Cloud object storage services (AWS S3, GCS, more recently Azure Blobs) were among the first cloud products to make us stop having to think about the servers that the cloud runs on.
Critical enablers for the serverless paradigm, they are often taken for granted and, it can be argued that they are one of the most under-appreciated components in the serverless landscape.
Let’s explore 6 powerful ways we use these services to decompose and decouple our applications; building more secure, more scalable applications faster and more cost-effectively.
6. Cross-cloud configurability
Object storage is one of the most mature services across most public clouds — AWS S3 was released in 2006 and Google Cloud Storage in 2010. Whatever the specific reasons for your data to be distributed across clouds — I generally advocate for simplicity and don’t typically recommend it — you can be fairly certain of parity in terms of basic features across these platforms.

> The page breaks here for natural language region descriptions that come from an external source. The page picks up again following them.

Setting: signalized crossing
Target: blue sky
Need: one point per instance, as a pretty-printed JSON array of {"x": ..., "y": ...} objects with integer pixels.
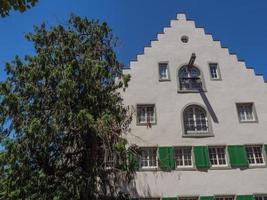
[{"x": 240, "y": 25}]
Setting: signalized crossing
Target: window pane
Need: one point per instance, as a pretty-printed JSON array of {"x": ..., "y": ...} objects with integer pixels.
[
  {"x": 214, "y": 73},
  {"x": 189, "y": 78},
  {"x": 183, "y": 156},
  {"x": 217, "y": 156},
  {"x": 254, "y": 154},
  {"x": 148, "y": 157},
  {"x": 163, "y": 71},
  {"x": 245, "y": 112},
  {"x": 195, "y": 120},
  {"x": 146, "y": 114}
]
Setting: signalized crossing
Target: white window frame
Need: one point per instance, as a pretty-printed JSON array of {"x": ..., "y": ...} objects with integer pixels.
[
  {"x": 197, "y": 133},
  {"x": 184, "y": 157},
  {"x": 217, "y": 158},
  {"x": 190, "y": 77},
  {"x": 248, "y": 105},
  {"x": 145, "y": 107},
  {"x": 260, "y": 197},
  {"x": 110, "y": 159},
  {"x": 216, "y": 72},
  {"x": 148, "y": 158},
  {"x": 254, "y": 155},
  {"x": 166, "y": 66},
  {"x": 225, "y": 197},
  {"x": 188, "y": 198}
]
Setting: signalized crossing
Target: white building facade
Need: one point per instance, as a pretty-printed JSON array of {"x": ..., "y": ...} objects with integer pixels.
[{"x": 200, "y": 120}]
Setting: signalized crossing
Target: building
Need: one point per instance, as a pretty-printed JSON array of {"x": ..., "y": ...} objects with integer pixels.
[{"x": 200, "y": 120}]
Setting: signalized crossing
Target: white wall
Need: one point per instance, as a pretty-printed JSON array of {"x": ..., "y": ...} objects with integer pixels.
[{"x": 238, "y": 84}]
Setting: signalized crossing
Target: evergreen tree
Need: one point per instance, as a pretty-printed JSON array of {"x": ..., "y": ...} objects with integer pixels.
[
  {"x": 20, "y": 5},
  {"x": 60, "y": 112}
]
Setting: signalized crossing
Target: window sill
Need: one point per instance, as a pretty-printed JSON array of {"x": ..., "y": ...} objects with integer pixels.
[
  {"x": 198, "y": 135},
  {"x": 254, "y": 166},
  {"x": 163, "y": 80},
  {"x": 248, "y": 122},
  {"x": 148, "y": 169},
  {"x": 191, "y": 91},
  {"x": 145, "y": 124}
]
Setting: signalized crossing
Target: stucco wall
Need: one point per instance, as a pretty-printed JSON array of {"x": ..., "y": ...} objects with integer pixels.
[{"x": 238, "y": 84}]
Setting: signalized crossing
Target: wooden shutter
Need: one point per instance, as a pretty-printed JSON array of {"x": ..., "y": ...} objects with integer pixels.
[
  {"x": 166, "y": 159},
  {"x": 201, "y": 155}
]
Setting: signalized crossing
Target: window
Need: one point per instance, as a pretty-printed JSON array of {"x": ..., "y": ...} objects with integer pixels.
[
  {"x": 255, "y": 155},
  {"x": 261, "y": 197},
  {"x": 214, "y": 71},
  {"x": 146, "y": 114},
  {"x": 150, "y": 199},
  {"x": 195, "y": 121},
  {"x": 109, "y": 159},
  {"x": 163, "y": 71},
  {"x": 224, "y": 198},
  {"x": 217, "y": 156},
  {"x": 246, "y": 112},
  {"x": 148, "y": 158},
  {"x": 184, "y": 39},
  {"x": 183, "y": 157},
  {"x": 189, "y": 79},
  {"x": 188, "y": 198}
]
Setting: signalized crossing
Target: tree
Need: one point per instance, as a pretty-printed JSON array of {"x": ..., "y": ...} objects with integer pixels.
[
  {"x": 60, "y": 111},
  {"x": 20, "y": 5}
]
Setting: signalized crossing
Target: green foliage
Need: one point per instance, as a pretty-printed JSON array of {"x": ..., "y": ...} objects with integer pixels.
[
  {"x": 59, "y": 111},
  {"x": 18, "y": 5}
]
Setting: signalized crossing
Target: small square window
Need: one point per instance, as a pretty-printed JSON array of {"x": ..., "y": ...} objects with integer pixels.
[
  {"x": 246, "y": 112},
  {"x": 163, "y": 71},
  {"x": 255, "y": 155},
  {"x": 146, "y": 115},
  {"x": 148, "y": 158},
  {"x": 214, "y": 71},
  {"x": 183, "y": 157},
  {"x": 217, "y": 156}
]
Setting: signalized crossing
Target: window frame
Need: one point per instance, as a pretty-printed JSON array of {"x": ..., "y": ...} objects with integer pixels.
[
  {"x": 190, "y": 91},
  {"x": 254, "y": 157},
  {"x": 254, "y": 113},
  {"x": 146, "y": 105},
  {"x": 218, "y": 71},
  {"x": 262, "y": 196},
  {"x": 192, "y": 158},
  {"x": 168, "y": 71},
  {"x": 188, "y": 197},
  {"x": 148, "y": 167},
  {"x": 226, "y": 165},
  {"x": 209, "y": 133}
]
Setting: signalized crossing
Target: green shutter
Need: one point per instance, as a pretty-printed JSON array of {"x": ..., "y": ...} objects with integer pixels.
[
  {"x": 201, "y": 157},
  {"x": 207, "y": 198},
  {"x": 133, "y": 161},
  {"x": 237, "y": 156},
  {"x": 166, "y": 159},
  {"x": 245, "y": 197}
]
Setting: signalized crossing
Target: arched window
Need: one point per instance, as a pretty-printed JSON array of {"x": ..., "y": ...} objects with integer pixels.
[
  {"x": 195, "y": 121},
  {"x": 189, "y": 79}
]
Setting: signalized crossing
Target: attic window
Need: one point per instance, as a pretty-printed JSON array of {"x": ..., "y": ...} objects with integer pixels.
[{"x": 184, "y": 39}]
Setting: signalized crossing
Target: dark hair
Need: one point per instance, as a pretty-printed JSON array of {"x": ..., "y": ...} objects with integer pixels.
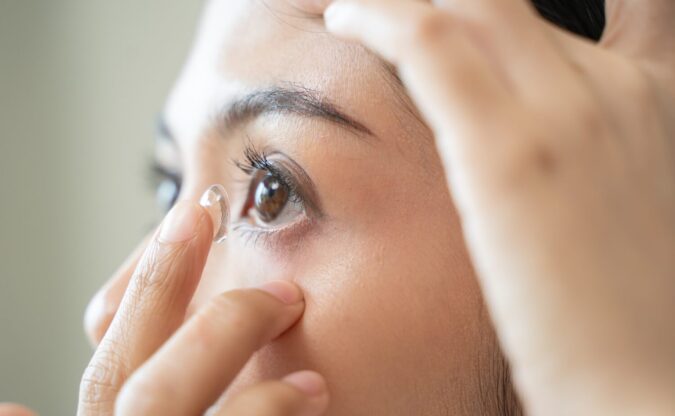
[{"x": 583, "y": 17}]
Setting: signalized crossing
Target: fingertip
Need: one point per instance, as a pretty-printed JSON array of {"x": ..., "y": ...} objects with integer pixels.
[
  {"x": 313, "y": 386},
  {"x": 183, "y": 221}
]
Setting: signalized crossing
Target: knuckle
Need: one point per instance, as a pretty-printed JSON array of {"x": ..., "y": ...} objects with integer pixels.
[
  {"x": 533, "y": 161},
  {"x": 272, "y": 398},
  {"x": 138, "y": 397},
  {"x": 236, "y": 312},
  {"x": 240, "y": 306},
  {"x": 154, "y": 266}
]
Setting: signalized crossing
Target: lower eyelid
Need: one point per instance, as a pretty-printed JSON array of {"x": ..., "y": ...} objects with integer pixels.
[{"x": 290, "y": 235}]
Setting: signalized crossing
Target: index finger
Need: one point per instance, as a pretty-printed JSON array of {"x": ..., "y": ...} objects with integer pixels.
[
  {"x": 216, "y": 342},
  {"x": 153, "y": 306}
]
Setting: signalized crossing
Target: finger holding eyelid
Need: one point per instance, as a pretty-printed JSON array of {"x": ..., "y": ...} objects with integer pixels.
[{"x": 104, "y": 304}]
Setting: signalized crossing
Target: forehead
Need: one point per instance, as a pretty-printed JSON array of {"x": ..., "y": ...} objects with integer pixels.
[{"x": 244, "y": 45}]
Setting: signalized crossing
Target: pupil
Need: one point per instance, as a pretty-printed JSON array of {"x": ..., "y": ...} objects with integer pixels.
[{"x": 271, "y": 196}]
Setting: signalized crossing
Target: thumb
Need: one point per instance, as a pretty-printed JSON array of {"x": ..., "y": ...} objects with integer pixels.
[{"x": 640, "y": 27}]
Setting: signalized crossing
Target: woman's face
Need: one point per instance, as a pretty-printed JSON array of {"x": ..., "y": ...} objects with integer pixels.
[{"x": 342, "y": 192}]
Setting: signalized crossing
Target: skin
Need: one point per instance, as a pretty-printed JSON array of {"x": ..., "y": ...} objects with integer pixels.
[
  {"x": 392, "y": 314},
  {"x": 353, "y": 262}
]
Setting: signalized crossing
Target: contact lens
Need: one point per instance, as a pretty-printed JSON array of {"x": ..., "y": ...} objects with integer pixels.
[{"x": 218, "y": 205}]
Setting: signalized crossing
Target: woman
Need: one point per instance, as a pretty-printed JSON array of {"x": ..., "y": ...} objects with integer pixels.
[{"x": 540, "y": 160}]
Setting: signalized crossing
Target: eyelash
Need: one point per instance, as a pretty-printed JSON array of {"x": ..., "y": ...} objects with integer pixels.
[{"x": 256, "y": 161}]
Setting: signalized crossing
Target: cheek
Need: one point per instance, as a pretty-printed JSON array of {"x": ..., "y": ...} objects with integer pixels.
[{"x": 388, "y": 307}]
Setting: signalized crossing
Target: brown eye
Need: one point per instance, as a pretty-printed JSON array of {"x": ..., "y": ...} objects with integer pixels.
[{"x": 270, "y": 198}]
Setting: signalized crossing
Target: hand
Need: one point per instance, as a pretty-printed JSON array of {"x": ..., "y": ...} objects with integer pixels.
[
  {"x": 10, "y": 409},
  {"x": 150, "y": 362},
  {"x": 560, "y": 156}
]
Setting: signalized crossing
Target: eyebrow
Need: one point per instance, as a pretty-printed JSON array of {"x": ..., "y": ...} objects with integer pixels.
[{"x": 293, "y": 99}]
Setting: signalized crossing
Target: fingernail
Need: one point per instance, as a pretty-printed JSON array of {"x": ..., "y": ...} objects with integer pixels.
[
  {"x": 181, "y": 222},
  {"x": 217, "y": 204},
  {"x": 283, "y": 290},
  {"x": 309, "y": 382}
]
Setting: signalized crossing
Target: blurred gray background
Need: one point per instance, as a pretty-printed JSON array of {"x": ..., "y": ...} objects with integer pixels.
[{"x": 81, "y": 82}]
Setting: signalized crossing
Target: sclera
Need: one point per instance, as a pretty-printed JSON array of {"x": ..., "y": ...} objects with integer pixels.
[{"x": 217, "y": 203}]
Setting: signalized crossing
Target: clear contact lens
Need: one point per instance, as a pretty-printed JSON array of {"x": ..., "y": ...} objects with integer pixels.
[{"x": 216, "y": 202}]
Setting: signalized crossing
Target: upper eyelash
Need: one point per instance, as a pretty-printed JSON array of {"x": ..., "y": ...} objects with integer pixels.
[{"x": 257, "y": 160}]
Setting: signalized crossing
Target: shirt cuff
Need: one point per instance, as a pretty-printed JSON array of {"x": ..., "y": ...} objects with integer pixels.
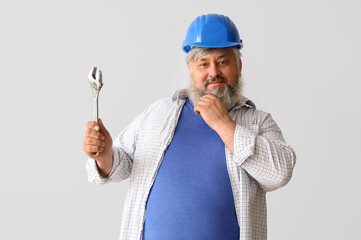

To get an idea of the differences across clouds, I created a single, working, multi-cloud (incl. Azure) Terraform configuration:
With this configuration we get a privately accessible store in one region of each cloud provider, allowing us to implement our own processes for make copies of our data across providers. (Although it demonstrates these basic features across clouds, it doesn’t go much further than that, so YMMV. In the rest of the article we will be talking about features available in AWS.)
Keys to the kingdom
5. Granular permissions
Object stores are in essence key-value stores, which makes for relatively straightforward options in terms of the actions that can be performed and the scope of objects permissions apply to.
Each individual object has a unique reference that can be used in IAM permissions as a resource ARN, e.g.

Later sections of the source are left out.